What kind of help do they provide for low income (below 30k a year) families?

I've also heard that if you can't pay for it, then there's a lower chance of them accepting you, is this true?

My biggest fear is that I will be accepted to these schools but I will have no way of paying for them.

If you guys know anything, incoming students or people who enrolled last year, please share your thoughts!


----------



## Allen Ho (Feb 1, 2008)

The thing is, a lot of scholarship deadlines happen before notification dates...so I am just trying to plan ahead and making sure I am going to be making the right choices.


----------



## duders (Feb 1, 2008)

I truly believe that financial background plays no role in admitting people. The school knows they will get their money, whether it be from you taking out loans, or your wealthy family. 

In general at NYU, they give out 3 full scholarships for incoming students. Then most people get somewhere between $5k to $15k in financial aid (if they requeste it). All of these scholarships are renewed each year, unless you do something really stupid and piss everyone off.

Things get easier in your final year, when some people get GAships and get full tuition + stipend. Then about half the class gets full scholarships.

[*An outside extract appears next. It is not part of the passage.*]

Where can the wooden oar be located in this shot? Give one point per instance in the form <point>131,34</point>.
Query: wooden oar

Personally, I don't think that money can be a deciding factor when going to one of these schools. If this is what you really want to do, and you really want to go to grad school, sometimes you just have to believe in yourself, pony-up and pay whatever it costs. I definitely was one of those people taking out loans, but whatever...that's what it costs.


----------



## Allen Ho (Feb 3, 2008)

Thanks for the insight duders.

Who gets the three full scholarships? Are they based on merit and need?

Yeah I am probably going to be taking out loans and try to alleviate some of it with outside scholarships.


----------



## Jayimess (Feb 3, 2008)

Allen,

Duders is right...money can't be the most important issue.

I turned down significant scholarships at another school in order to pay full price at USC.

Because I wanted to go to USC.

I define poverty, orphan, ward of the court, fresh out of college with no job when I applied, and they still took me.

USC offers significant assistance after the first year; a small amount after the first semester.

Outside scholarships are hard for incoming students, as you have no idea where you're going to school until well into spring...but go for whatever you qualify for.


----------



## Ryan C. (Feb 3, 2008)

Jayimess,

Howdy!

Tell me more about the assistance USC offers after the first year. How many students are offered assitance. Do you have any feelings on what that asssitance is based on?

I have applied for the MFA Production program for the Fall. 

Ryan


----------



## Jayimess (Feb 4, 2008)

There are tons of scholarships...hundreds of them.

And department assistantships, which offer anywhere from two to six credits per semester.

The DA ships are based on need, work ethic, etc, the scholarships are merit based.


----------